Going online: surveys on the internet

While we have come quite far since the days of the Pendulum Chronograph, typically, to ensure precise measurements, time-sensitive experiments were still restricted to dedicated lab computers. Recently, javascript-based tools have made it possible to deliver experiments over the internet, and conduct them in a web browser.

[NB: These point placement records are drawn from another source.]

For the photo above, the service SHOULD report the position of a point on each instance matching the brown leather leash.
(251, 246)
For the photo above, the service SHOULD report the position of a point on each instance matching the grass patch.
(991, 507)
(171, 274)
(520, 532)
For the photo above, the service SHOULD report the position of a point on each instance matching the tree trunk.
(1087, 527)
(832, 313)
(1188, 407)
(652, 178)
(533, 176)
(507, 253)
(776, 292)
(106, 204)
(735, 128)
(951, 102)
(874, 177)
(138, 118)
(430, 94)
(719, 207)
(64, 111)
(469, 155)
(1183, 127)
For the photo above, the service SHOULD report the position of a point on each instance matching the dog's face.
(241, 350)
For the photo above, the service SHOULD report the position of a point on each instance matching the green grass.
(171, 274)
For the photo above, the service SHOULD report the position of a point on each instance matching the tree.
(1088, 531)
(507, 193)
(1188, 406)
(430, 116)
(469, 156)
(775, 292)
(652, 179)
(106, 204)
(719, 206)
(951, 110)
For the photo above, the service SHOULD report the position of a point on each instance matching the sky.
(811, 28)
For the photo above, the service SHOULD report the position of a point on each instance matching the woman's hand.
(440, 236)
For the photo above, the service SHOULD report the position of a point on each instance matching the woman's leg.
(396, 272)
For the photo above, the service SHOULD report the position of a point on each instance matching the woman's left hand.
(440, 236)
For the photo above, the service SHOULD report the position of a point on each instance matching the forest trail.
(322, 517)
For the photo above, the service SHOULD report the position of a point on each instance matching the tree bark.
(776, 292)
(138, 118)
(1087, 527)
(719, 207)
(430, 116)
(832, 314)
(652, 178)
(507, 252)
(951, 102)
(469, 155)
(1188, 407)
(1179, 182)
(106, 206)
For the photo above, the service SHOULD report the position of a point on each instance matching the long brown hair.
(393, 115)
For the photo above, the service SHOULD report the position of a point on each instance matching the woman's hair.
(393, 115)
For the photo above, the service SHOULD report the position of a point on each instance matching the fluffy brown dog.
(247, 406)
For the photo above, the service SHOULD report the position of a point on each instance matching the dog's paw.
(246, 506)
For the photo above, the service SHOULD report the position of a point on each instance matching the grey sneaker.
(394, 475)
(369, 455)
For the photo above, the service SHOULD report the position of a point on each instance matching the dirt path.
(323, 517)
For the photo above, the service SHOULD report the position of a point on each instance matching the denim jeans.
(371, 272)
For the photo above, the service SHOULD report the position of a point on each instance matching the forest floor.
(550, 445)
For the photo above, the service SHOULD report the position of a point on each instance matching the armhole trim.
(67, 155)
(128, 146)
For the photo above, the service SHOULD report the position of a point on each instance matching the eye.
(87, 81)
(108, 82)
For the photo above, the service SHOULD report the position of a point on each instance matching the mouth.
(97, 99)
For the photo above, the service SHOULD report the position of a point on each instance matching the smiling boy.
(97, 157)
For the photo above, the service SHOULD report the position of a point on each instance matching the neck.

Online Experiments with the Psychopy Builder

This option is in fact build into Psychopy, but is not available from the Coder view requires for Python programming. Instead, it must be accessed from the Builder interface. See the Psychopy website for a demonstration of how this functionality can be used.

JsPsych

jsPsych is a javascript library that provides a great package of functions for behavioral experiments. See the jsPsych website.

3.4.4. References

[GV14]Pablo Garaizar and Miguel A Vadillo. Accuracy and precision of visual stimulus timing in psychopy: no timing errors in standard usage. PloS one, 9(11):e112033, 2014.
[MathotST12]Sebastiaan Mathôt, Daniel Schreij, and Jan Theeuwes. Opensesame: an open-source, graphical experiment builder for the social sciences. Behavior research methods, 44(2):314–324, 2012.
[Pei07]Jonathan W Peirce. Psychopy—psychophysics software in python. Journal of neuroscience methods, 162(1-2):8–13, 2007.
[Pla16]Richard R. Plant. A reminder on millisecond timing accuracy and potential replication failure in computer-based psychology experiments: an open letter. Behavior Research Methods, 48(1):408–411, Mar 2016. URL: https://doi.org/10.3758/s13428-015-0577-0, doi:10.3758/s13428-015-0577-0.
[VG16]Miguel A. Vadillo and Pablo Garaizar. The effect of noise-induced variance on parameter recovery from reaction times. BMC Bioinformatics, 17(1):147, Mar 2016. URL: https://doi.org/10.1186/s12859-016-0993-x, doi:10.1186/s12859-016-0993-x.
[WTNM13]Michael A Woodley, Jan Te Nijenhuis, and Raegan Murphy. Were the victorians cleverer than us? the decline in general intelligence estimated from a meta-analysis of the slowing of simple reaction time. Intelligence, 41(6):843–850, 2013.